The AI revolution is here, as super-advanced machines continue to grasp the nuanced skill of being human at breakneck speed, and with the introduction of powerful AI platforms such as Open AI’s Generative Pre-training Transformer (GPT), even the boundaries between man and machine are blurring.
Michal Kosinski, a computational psychologist at Stanford University, conducted a new study in which he used several iterations of OpenAI’s GPT neural network—from GPT-1 to the most recent GPT-3.5—to perform “Theory of Mind” (ToM) tests, a series of experiments first developed in 1978 to measure the complexity of a chimp’s mind to predict the behavior of others.
These tests entail solving ordinary, everyday circumstances from which humans may easily deduce the outcome. For example, in one scenario, a popcorn package is incorrectly labeled as “chocolate,” The AI is then asked to predict the human reaction once the bag is opened. Kosinski’s team used “sanity checks” to determine how effectively GPT networks understood the circumstance and predicted human response.
While early versions of GPT-1, launched in 2018, performed poorly on the test, the neural network demonstrated astounding improvement across iterations. It spontaneously gained the “Theory of Mind” capability of a 9-year-old human by November 2022. (the release of the latest GPT-3.5). According to Kosinski, this might be a “watershed moment” for artificial intelligence because the ability to understand and predict human behavior will make these engines far more valuable.

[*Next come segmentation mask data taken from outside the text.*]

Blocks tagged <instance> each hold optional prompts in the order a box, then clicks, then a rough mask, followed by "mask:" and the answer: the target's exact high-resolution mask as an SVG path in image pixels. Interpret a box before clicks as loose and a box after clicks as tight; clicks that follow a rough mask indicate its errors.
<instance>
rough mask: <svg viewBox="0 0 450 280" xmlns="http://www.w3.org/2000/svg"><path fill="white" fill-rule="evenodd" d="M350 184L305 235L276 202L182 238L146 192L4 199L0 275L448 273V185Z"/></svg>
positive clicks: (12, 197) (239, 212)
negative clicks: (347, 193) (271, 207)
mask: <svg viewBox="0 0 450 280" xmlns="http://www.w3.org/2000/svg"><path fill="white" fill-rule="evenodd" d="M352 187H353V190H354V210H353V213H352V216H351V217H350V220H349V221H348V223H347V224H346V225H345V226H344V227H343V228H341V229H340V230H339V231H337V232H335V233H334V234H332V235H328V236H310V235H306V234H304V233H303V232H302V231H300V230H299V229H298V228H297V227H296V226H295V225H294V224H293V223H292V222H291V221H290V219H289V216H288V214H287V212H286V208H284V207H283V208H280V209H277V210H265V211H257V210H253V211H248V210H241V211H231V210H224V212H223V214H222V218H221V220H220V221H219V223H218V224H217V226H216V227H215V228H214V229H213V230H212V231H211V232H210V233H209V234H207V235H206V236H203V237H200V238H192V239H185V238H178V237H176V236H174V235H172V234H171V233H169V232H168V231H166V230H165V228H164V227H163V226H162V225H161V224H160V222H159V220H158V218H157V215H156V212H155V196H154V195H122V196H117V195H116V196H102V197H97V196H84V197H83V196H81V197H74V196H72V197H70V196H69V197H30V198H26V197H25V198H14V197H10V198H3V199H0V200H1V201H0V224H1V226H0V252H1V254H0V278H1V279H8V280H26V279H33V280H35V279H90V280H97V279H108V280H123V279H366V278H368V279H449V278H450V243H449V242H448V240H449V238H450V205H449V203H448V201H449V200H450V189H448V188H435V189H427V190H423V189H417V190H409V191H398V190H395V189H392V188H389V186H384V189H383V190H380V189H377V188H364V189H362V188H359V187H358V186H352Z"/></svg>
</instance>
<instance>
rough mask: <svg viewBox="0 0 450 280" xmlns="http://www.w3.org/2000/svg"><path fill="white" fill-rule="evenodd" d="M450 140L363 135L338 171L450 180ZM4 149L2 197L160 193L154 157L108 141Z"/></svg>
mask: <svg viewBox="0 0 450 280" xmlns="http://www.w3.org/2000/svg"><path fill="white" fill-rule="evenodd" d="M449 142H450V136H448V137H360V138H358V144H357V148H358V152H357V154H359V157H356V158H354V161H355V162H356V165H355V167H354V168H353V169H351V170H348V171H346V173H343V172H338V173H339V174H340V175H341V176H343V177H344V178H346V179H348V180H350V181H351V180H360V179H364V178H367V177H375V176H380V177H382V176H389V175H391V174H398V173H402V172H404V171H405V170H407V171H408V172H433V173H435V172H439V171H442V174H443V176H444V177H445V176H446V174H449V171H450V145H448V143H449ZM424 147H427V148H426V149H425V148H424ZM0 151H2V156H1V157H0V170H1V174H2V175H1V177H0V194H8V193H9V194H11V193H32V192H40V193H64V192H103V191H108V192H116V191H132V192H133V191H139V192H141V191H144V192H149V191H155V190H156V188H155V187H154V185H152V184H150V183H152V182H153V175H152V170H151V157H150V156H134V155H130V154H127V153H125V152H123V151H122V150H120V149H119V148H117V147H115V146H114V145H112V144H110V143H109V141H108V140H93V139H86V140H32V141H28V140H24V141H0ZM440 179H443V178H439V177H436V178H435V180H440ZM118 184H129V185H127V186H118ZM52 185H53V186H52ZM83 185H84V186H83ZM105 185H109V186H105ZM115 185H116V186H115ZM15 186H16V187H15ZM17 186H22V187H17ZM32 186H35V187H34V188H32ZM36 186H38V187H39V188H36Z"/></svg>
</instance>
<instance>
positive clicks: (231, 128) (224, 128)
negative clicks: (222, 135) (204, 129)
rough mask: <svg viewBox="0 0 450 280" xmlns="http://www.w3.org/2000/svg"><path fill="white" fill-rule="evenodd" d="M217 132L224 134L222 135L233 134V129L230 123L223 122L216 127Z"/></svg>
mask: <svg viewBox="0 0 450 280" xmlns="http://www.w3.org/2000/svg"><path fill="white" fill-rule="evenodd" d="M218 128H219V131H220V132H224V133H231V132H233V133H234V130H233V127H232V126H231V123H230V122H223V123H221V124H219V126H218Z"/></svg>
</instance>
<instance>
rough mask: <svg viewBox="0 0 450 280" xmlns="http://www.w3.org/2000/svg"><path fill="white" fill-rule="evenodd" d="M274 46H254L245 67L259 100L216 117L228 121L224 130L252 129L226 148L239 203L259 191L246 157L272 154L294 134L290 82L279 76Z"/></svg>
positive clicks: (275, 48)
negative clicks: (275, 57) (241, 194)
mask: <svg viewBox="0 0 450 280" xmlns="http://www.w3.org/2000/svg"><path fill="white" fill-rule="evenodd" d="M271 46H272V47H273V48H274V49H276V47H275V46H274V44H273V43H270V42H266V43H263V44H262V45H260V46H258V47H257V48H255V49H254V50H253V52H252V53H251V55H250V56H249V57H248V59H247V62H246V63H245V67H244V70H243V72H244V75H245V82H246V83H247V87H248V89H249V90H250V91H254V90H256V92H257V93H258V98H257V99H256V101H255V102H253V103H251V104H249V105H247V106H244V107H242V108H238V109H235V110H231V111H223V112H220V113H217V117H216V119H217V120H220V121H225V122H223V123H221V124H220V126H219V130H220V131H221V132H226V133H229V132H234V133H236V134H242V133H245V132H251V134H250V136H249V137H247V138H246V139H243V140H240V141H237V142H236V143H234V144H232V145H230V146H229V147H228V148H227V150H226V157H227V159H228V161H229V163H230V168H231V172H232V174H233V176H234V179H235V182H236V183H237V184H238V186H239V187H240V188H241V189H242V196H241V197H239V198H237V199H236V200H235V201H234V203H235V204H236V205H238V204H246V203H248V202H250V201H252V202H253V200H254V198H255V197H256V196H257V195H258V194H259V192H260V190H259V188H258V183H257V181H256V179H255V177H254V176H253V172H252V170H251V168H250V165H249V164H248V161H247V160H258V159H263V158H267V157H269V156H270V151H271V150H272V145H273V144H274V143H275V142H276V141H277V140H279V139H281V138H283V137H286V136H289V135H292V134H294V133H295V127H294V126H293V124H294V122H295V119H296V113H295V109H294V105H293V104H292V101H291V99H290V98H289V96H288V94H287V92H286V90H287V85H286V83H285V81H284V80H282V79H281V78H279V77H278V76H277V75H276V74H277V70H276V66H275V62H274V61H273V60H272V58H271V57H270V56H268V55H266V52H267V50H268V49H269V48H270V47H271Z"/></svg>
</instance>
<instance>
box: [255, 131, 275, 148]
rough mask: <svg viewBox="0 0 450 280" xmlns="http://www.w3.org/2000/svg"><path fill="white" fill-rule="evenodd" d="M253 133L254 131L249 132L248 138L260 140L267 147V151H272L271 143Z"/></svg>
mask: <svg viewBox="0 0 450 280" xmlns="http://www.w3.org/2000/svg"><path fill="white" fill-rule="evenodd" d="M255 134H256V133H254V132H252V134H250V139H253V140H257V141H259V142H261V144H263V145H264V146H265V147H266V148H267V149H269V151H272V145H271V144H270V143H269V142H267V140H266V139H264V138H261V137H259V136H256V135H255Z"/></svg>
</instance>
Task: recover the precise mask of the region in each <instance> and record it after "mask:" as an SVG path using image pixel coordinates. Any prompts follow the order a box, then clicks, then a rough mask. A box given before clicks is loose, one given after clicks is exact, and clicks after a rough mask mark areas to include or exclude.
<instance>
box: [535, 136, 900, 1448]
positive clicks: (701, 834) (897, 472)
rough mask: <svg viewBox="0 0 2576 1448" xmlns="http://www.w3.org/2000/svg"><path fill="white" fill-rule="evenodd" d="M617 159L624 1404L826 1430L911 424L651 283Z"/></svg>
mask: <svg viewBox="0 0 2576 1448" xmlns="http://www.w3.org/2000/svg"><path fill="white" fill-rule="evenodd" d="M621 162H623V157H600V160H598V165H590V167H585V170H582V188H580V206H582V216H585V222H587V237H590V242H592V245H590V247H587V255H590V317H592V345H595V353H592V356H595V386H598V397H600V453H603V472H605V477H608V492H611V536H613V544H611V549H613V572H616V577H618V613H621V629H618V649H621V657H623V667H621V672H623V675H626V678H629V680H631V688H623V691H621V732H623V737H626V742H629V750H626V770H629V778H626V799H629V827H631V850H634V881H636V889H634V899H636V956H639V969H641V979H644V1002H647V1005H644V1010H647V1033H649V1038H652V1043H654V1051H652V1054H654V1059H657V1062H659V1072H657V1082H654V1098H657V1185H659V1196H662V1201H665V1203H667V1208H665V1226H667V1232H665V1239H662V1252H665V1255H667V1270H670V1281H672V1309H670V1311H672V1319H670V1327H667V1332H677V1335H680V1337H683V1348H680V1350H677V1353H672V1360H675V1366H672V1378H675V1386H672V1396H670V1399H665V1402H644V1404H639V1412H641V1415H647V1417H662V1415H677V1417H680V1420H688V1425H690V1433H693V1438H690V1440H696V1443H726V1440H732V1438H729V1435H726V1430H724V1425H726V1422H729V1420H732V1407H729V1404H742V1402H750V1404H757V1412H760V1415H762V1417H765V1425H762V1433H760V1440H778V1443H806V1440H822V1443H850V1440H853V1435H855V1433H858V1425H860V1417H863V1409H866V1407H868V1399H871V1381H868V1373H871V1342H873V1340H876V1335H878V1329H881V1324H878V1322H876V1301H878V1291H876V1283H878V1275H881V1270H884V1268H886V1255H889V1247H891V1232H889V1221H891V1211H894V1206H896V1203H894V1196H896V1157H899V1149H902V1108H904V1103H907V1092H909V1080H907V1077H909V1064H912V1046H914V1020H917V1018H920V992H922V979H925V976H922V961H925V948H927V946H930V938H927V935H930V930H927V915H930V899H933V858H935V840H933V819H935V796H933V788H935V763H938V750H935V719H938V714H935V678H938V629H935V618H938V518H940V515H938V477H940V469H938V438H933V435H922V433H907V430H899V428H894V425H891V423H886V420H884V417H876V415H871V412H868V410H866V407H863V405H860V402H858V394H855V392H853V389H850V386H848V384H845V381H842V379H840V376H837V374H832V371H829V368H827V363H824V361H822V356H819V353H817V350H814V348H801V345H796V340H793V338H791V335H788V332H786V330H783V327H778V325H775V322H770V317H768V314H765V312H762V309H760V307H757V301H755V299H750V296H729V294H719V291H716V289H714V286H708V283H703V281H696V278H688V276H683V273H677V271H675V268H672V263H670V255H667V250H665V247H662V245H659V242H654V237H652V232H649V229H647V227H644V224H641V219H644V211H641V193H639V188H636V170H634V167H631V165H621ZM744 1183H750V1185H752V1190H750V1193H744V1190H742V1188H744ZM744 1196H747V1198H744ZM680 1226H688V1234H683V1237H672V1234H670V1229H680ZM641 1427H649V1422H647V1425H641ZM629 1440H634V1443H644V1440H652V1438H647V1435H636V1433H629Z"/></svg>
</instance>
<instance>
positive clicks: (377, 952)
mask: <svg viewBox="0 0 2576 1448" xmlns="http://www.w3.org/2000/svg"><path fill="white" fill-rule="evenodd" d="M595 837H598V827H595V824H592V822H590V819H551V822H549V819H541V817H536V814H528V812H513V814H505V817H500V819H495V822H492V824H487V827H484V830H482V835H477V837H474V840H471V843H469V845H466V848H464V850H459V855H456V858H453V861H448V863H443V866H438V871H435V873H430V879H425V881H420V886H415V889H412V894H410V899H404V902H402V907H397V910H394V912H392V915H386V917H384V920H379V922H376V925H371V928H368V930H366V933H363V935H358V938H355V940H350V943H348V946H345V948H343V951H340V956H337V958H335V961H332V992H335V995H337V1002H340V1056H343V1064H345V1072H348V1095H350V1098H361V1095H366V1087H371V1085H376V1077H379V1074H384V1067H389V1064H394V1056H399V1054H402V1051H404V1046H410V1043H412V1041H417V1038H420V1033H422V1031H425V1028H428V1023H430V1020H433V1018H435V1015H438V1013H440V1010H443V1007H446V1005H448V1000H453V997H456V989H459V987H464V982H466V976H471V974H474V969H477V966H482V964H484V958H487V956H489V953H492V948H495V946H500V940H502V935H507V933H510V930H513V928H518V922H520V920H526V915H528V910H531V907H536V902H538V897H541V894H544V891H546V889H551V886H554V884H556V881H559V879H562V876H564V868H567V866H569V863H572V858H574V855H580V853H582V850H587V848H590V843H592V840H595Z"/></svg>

“The ability to impute the mental state of others would greatly improve AI’s ability to interact and communicate with humans (and each other), and enable it to develop other abilities that rely on Theory of Mind, such as empathy, moral judgment, or self-consciousness,” Kosinski writes.
The capacity to program empathy and morality could be a massive help for self-driving cars, for example, when deciding whether to put a driver in danger to save the life of a toddler crossing the street.
One unanswered point is whether these neural networks use ToM intuition or avoid it by “leveraging some unknown language patterns.” This could explain why this capacity is surfacing in language-based models that aim to understand the complex nuances of human speech.
But this makes one wonder: Can people use this language trick and simply be unaware of it? According to Kosinski, by investigating the cognitive capacities of these AI systems, we are essentially studying ourselves, as the workings of the human mind remain a scientific mystery.
“Studying AI could provide insights into human cognition,” Kosinski writes. “As AI learns how to solve a broad range of problems, it may develop mechanisms akin to those employed by the human brain to solve the same problems.”
The findings of the study were made public on the pre-print portal arXiv.